We need to explore the effectiveness of that strategy in some detail. Any tax needs to be effective; it must achieve its aims. The Financial Secretary made it clear that the aim is to discourage smoking. That is an aim that we share. However, he did not mention the other aim of the clause, which is to raise revenue for the Exchequer—[Interruption.] He did. I apologise to him. We are covered so far as aims go.
The Financial Secretary will be mindful of that great law in relation to taxation and many other matters, the law of unintended consequences, as well as of the effect that raising a tax beyond a certain point might have on expected consequences, namely that it might not discourage the behaviour that it seeks to discourage. If raised beyond a certain point, it might raise less revenue than it would if it were not increased or if it were decreased.
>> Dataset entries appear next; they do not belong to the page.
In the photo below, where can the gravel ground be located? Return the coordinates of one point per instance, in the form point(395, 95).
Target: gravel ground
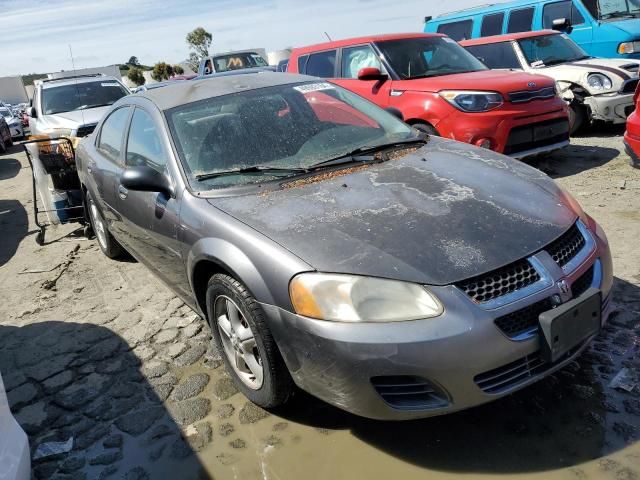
point(102, 352)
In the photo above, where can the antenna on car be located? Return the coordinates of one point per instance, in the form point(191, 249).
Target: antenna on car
point(75, 74)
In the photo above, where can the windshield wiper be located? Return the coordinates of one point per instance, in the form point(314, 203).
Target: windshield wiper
point(253, 169)
point(364, 153)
Raising it beyond a certain point could cause such unexpected consequences as evasion, in this case tobacco smuggling, which we shall discuss in more detail when we debate clause 2.
At present, according to the Tobacco Manufacturers Association—which would like duties to be frozen, not unusually—smuggling increased between 2002 and 2004, the last few years for which the organisation has figures, resulting in a rise in revenue loss from£2.6 billion to £2.9 billion. The Minister will doubtless point this out when he replies, so I shall point it out for him: it is true that the cross-border element has fallen from £1.4 billion to £1.3 billion. However, when both figures are added together, the result is a rise from£4 billion to £4.2 billion. The Tobacco Manufacturers Association suggests that those developments threaten the Government’s smuggling targets. I am sure that the Minister will want to respond to that point too.
According to a Gallaher monthly pack swap survey, the consumption of counterfeits has risen slightly, from 2.4 per cent. to 2.8 per cent. of total consumption. It is worth standing back from the figures for a moment and looking at them in context. According to the TMA, cigarette prices in the UK are already the highest in Europe, and the UK’s excise duty burden is the highest in the EU. The rising number of freight movements and visits within the EU, good things in themselves, naturally increases opportunities for smuggling. There has also been a significant rise in UK consumption of hand-rolling tobacco.